Mais cette fois, il pourrait penser qu'il n'en a pas besoin. Dans ce sens, il peut y avoir des similitudes entre la 'paix froide' et la 'coexistence pacifique', mais la stratégie de la Corée du Nord, si elle choisit de sortir de l'isolement et de se réengager diplomatiquement, se concentrera entièrement sur les États-Unis.
C'est ce que nous recherchons, mais en même temps, nous devons garder des canaux de communication ouverts pour éviter l'escalade de la crise. En revanche, la coexistence pacifique, du moins dans la forme proposée par le gouvernement actuel, semble avoir une nature un peu plus modérée. Dire que la paix froide est malveillante ne signifie pas qu'elle est intrinsèquement mauvaise. C'est simplement ce qu'elle est. C'est essentiellement une paix froide entre deux forces hostiles qui cherchent à éviter les erreurs de jugement ou l'escalade.
Je considère la paix froide comme une idée selon laquelle les relations restent encore quelque peu hostiles. Nous ne sommes toujours pas favorables aux armes nucléaires de la Corée du Nord, que nous considérons comme une menace, et nous visons finalement la dénucléarisation. C'est ce que nous recherchons.
Et après l'échec du dernier sommet à Hanoï, Xi Jinping a en fait cessé de rencontrer Kim Jong-un. Ainsi, la rencontre entre Kim Jong-un et Xi Jinping au début de cette année, tant du côté chinois que nord-coréen, était la première série de rencontres depuis le sommet de Hanoï.

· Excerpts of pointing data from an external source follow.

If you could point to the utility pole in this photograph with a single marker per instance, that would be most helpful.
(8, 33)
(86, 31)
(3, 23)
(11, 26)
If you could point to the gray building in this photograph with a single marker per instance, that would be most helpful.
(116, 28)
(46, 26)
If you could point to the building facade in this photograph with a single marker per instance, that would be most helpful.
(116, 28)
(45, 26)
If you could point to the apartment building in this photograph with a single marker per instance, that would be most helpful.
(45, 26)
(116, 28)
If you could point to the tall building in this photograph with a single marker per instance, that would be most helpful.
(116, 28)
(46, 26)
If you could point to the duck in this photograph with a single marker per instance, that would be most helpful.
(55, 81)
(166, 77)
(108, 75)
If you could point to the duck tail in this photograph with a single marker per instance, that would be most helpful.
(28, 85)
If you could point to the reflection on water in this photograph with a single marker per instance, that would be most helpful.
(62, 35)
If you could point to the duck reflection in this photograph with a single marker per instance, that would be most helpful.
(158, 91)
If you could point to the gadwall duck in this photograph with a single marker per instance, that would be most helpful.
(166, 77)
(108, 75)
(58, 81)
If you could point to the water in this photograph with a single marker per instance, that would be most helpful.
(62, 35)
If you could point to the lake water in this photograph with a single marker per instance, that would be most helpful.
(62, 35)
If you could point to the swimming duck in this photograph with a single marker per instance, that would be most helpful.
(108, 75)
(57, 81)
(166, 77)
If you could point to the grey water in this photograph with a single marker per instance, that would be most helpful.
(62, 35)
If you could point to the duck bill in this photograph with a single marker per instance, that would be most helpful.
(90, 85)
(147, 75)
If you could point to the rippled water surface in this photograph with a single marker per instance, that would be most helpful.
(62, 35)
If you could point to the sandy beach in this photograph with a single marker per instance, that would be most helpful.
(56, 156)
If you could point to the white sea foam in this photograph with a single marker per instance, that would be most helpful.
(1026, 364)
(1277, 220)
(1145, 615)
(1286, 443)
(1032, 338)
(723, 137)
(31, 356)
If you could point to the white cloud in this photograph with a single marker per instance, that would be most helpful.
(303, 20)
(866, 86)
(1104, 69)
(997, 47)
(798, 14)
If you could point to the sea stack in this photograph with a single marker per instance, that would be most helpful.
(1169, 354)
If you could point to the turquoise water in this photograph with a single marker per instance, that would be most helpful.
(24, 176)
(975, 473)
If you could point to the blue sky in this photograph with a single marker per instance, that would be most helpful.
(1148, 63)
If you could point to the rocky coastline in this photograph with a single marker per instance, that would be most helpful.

Par conséquent, je pense que les positions de la Chine et de la Corée du Nord concernant la possibilité d'un sommet entre les États-Unis et la Corée du Nord ont considérablement changé par rapport à la première administration Trump.
Changements dans l'alliance américano-sud-coréenne et la stratégie de dissuasion militaire
Je pense que c'est un point très important et que c'est quelque chose sur lequel nous devons réfléchir davantage. C'est une question concernant les éléments militaires du paradigme de la paix froide. Certains analystes en Corée discutent de la réorganisation plus efficace des forces américaines stationnées en Corée. Je suis également d'accord pour dire que renforcer la dissuasion envers la Corée du Nord en protégeant le territoire américain réduit la possibilité de découplage entre les États-Unis et la Corée du Sud.: C'est une observation très importante, et je pense que c'est un aspect sur lequel nous devons réfléchir davantage. Cette question concerne les éléments militaires du paradigme de la paix froide. Certains analystes en Corée discutent de la réorganisation plus efficace des forces américaines en Corée. Je suis également d'accord pour dire que renforcer la dissuasion envers la Corée du Nord en protégeant le territoire américain réduit les possibilités de découplage entre les États-Unis et la Corée du Sud. C'est une direction souhaitable. Cependant, cela pourrait être mal interprété comme un signal que l'engagement des États-Unis envers la Corée du Sud est quelque peu affaibli. Vous avez mentionné les éléments de la chaîne de destruction ou le redéploiement efficace des forces américaines en Corée en utilisant de nouvelles technologies.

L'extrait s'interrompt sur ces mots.